THERE have been so many references to Dwain Chambers's "drugs cocktail" that it is now difficult to think of the British sprinter without conjuring up a mental image of a soigne dude sidling up to the bar and twirling his bow-tie. "Tetrahydrogestrinone, make it a double, with a shot of nandrolone and maybe a dash of that EPO stuff, on the rocks, shaken not stirred."
On Saturday, Chambers' win in the final of the British Olympic trial proved that he was the best British sprinter on current form, with a time of a flat ten seconds that suggested he is the only Briton with a chance, albeit remote, of finishing
on the podium in Beijing next month.
That chance now rests in the unlikely hands of Lord Justice Colin Mackay, who hears Chambers' legal team on Wednesday as they seek to overturn the British Olympic Association by-law that prevents any athlete convicted of a drugs offence from representing their country in the Olympic Games.
There is always something profoundly wrong about sporting issues being decided in the High Court.

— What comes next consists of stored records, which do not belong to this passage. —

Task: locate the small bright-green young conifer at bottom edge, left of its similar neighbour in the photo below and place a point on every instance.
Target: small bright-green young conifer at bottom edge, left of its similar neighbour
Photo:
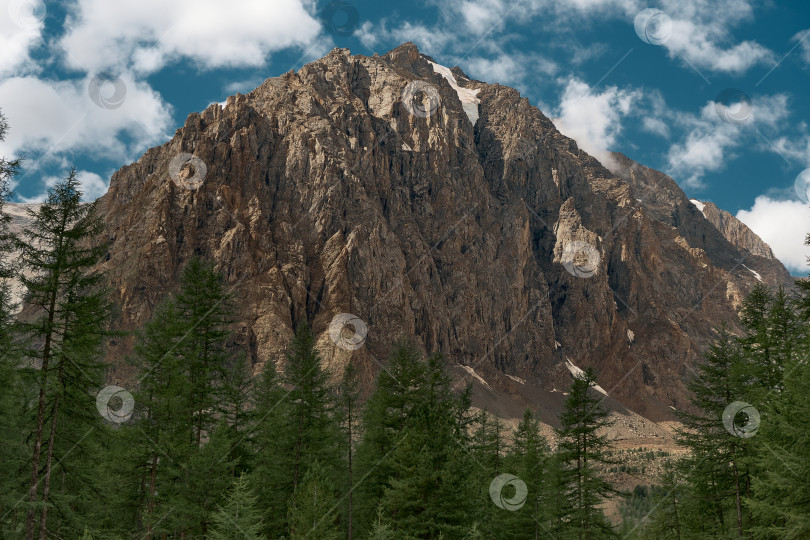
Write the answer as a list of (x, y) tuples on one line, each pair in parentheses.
[(239, 518)]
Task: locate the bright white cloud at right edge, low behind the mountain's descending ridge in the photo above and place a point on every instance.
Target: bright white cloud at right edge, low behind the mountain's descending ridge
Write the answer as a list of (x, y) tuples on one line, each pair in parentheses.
[(783, 225)]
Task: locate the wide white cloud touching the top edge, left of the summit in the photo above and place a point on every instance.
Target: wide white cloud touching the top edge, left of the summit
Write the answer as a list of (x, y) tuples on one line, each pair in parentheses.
[(145, 35)]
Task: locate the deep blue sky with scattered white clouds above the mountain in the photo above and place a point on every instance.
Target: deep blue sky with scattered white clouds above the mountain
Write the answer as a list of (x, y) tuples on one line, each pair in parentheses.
[(714, 93)]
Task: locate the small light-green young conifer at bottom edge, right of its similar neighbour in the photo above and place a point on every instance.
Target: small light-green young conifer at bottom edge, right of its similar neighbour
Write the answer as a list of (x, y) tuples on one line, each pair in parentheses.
[(313, 507)]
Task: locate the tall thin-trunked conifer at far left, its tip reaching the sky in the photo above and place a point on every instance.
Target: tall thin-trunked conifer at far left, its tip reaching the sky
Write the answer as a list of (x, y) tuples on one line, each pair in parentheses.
[(58, 251)]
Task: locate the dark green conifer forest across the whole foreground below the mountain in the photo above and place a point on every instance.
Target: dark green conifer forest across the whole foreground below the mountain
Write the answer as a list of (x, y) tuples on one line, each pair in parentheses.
[(199, 447)]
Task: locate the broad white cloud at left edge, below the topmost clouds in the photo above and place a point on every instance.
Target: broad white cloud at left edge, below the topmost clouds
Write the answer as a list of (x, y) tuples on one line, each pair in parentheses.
[(51, 117)]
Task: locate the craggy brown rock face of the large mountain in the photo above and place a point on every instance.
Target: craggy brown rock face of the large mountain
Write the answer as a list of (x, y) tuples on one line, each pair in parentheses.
[(500, 244)]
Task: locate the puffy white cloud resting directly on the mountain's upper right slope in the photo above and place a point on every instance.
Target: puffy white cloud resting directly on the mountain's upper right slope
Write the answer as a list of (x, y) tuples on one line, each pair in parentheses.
[(594, 119)]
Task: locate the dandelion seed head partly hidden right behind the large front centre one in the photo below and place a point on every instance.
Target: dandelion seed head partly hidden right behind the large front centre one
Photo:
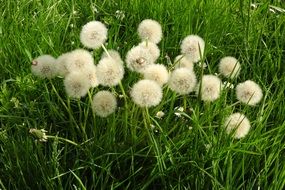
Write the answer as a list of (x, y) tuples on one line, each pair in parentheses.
[(157, 73)]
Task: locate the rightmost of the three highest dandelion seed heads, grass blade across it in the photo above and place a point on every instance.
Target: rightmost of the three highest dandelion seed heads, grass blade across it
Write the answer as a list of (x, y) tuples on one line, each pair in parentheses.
[(193, 47)]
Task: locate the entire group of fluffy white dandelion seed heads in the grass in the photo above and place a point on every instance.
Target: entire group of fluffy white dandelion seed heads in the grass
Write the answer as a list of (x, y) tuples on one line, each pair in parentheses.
[(80, 73)]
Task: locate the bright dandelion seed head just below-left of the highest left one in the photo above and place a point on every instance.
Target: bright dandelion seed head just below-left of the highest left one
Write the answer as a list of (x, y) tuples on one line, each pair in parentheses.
[(79, 60)]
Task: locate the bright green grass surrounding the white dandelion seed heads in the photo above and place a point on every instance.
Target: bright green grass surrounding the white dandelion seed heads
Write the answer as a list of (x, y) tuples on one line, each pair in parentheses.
[(118, 152)]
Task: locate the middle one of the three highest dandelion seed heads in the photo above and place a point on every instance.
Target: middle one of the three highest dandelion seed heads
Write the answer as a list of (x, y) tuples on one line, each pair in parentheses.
[(150, 30)]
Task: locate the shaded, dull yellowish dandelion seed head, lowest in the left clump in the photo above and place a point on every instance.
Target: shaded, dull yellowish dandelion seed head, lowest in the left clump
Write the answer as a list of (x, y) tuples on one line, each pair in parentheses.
[(104, 103)]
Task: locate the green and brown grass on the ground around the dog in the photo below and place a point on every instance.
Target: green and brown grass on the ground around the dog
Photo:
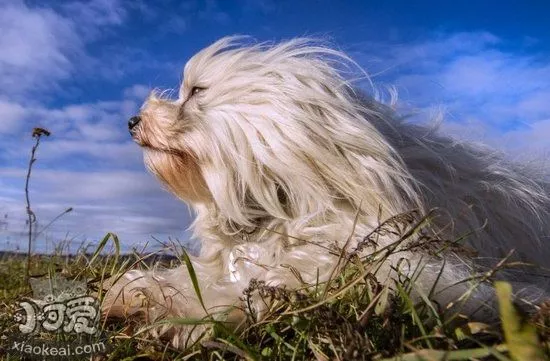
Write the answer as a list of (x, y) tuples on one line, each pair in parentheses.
[(352, 317)]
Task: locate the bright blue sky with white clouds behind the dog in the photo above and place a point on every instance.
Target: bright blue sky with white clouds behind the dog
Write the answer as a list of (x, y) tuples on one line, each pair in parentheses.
[(81, 68)]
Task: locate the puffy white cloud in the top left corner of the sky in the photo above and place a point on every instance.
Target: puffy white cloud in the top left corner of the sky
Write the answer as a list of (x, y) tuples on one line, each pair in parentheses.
[(40, 44)]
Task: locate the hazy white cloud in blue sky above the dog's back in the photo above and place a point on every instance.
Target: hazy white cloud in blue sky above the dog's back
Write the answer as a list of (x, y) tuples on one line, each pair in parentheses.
[(488, 93)]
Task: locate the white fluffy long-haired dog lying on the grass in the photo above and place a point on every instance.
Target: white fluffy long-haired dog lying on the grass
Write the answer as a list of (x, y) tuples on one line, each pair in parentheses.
[(282, 159)]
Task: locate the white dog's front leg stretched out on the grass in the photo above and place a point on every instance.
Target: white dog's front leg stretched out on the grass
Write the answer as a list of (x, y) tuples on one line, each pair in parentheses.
[(173, 305)]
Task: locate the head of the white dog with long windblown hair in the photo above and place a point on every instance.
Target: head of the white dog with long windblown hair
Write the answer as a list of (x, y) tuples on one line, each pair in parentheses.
[(260, 130)]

Regardless of the careers and money involved, the cases always distil down to a squabble about a game, and the High Court should be concerning itself with more pressing issues. When the law can intervene in a sporting body's decision-making process, it also threatens all kinds of absurd precedents.

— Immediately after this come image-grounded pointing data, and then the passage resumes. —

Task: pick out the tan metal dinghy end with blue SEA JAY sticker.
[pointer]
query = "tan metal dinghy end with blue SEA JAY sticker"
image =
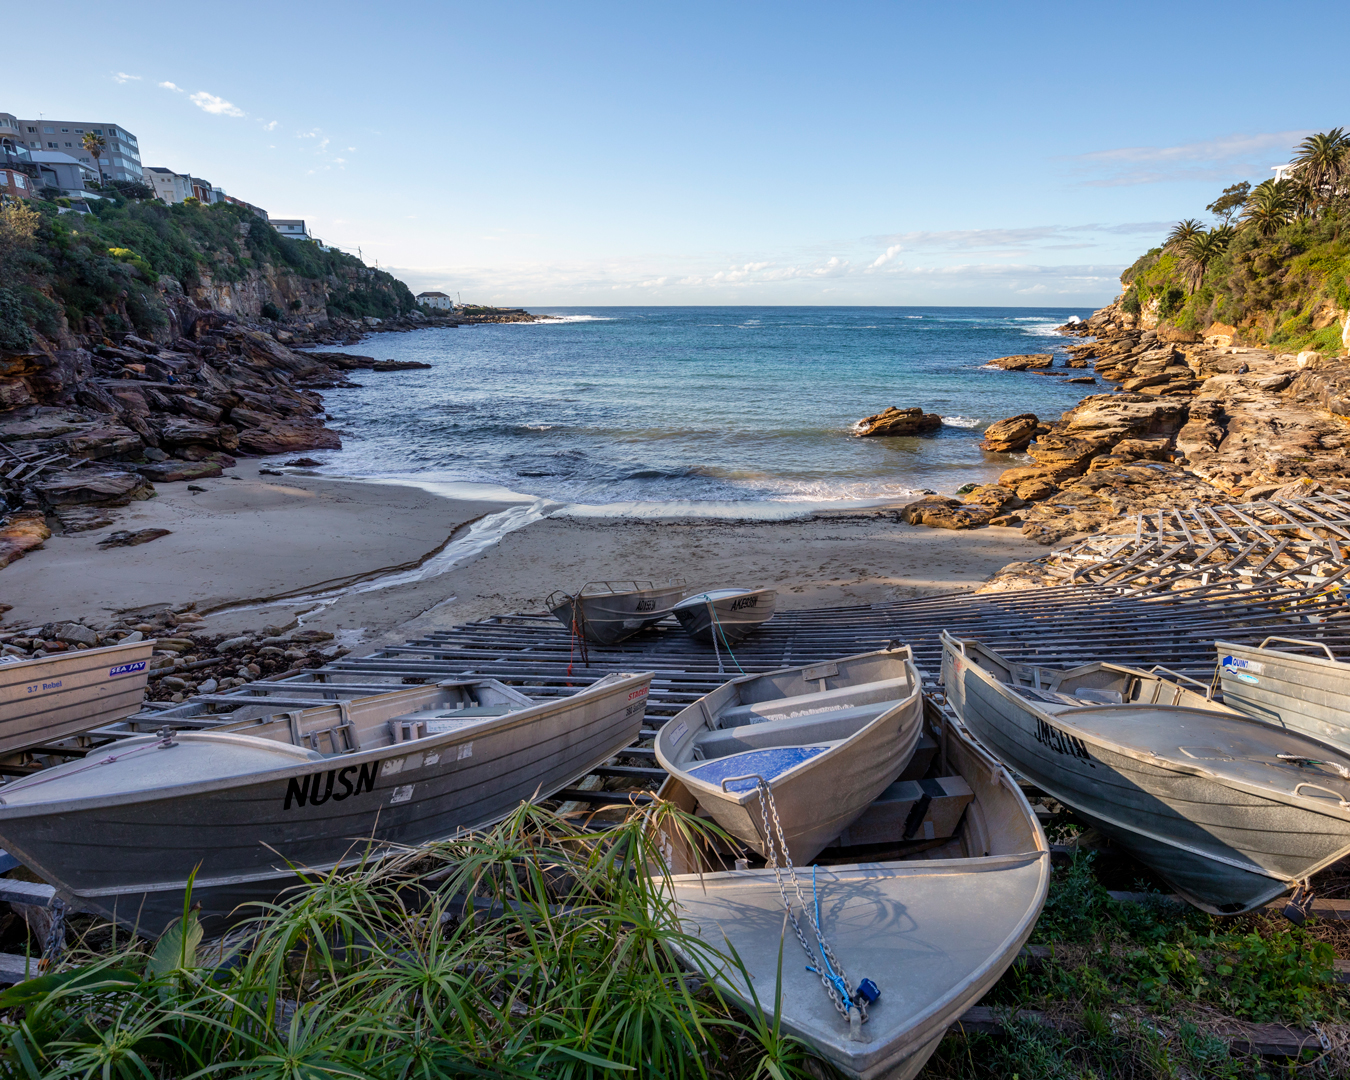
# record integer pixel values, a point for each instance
(71, 693)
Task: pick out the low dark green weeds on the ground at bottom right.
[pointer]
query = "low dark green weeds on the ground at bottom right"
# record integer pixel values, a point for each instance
(1143, 992)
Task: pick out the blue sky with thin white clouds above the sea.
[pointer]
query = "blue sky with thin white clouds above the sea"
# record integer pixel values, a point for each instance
(735, 153)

Depending on your subjective standpoint, the BOA's by-law is either a noble attempt to stick a finger in the crumbling dyke of clean competition for a few more years in some fond preservation of the Olympic ideal, or a piece of hypocritical self-righteousness. Either way it is clearly indicated as one of their criteria for Olympic selection.

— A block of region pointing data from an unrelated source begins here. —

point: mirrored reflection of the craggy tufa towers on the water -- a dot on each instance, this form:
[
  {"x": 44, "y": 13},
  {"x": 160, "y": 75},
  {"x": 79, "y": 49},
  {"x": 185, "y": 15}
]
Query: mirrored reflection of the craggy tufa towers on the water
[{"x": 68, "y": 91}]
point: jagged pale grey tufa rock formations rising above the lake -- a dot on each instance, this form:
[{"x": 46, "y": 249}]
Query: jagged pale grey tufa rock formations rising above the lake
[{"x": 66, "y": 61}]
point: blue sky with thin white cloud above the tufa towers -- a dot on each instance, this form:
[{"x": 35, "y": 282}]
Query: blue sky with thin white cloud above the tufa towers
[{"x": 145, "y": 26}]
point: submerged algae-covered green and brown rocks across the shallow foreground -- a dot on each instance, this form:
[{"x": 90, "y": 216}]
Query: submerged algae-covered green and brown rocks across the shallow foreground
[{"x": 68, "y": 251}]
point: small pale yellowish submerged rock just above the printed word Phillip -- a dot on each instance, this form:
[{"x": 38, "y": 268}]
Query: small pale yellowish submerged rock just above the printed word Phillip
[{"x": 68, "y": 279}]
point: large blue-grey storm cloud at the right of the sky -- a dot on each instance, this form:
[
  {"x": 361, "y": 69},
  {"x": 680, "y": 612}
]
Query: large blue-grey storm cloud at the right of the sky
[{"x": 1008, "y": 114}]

Chambers' gang of lawyers is essentially attempting to prove that an individual's right to the glory, publicity and commercial opportunities of an Olympiad outweigh a national body's right to select the team they want to represent Britain. If they are successful, the High Court decision could spill over into other sports, where financial rewards for international exposure are far more significant than in athletics.
Facetious examples are not difficult to envisage. If Kris Boyd scores more goals in the league than Kenny Miller, could he take the SFA to court if it ignores the empirical evidence and leaves him on the bench for a Scotland international? More likely to attract litigation is the once-gentlemanly arena of cricket. The Sandford millions on offer for England players who will be chosen for the Twenty20 match in the West Indies have already skewed the sport's priorities. With vastly more lucrative rewards for a couple of hours' action than for an entire Test series, England players who feel they have been unfairly denied a ticket for the gravy train may not just whinge to the papers, but brief their solicitors.
Chambers is pursuing his case in the knowledge that he can hardly be any more unpopular than he already is. Victory on Saturday was greeted with a cry of "you're a cheat Chambers", and although it didn't come from the third-placed runner Craig Pickering, he has already indicated that he shares the sentiment (Pickering would be the one to lose his Olympic place if Chambers is selected). Membership of the Olympic team under those circumstances would be such a bitter inclusion that Chambers would never be forgiven for souring the whole Beijing experience.
There is only one escape route from what looks like a no-win situation for everybody, and it is suitably cynical and far-fetched. If Chambers were to go to the Olympics and win gold, a substantial proportion of the nation, and even some fellow athletes, would forgive and forget. As that would mean defeating Asafa Powell, Tyson Gay and the present world-record phenomenon Usain Bolt, Chambers would need to discover a considerably more powerful cocktail than his last tipple.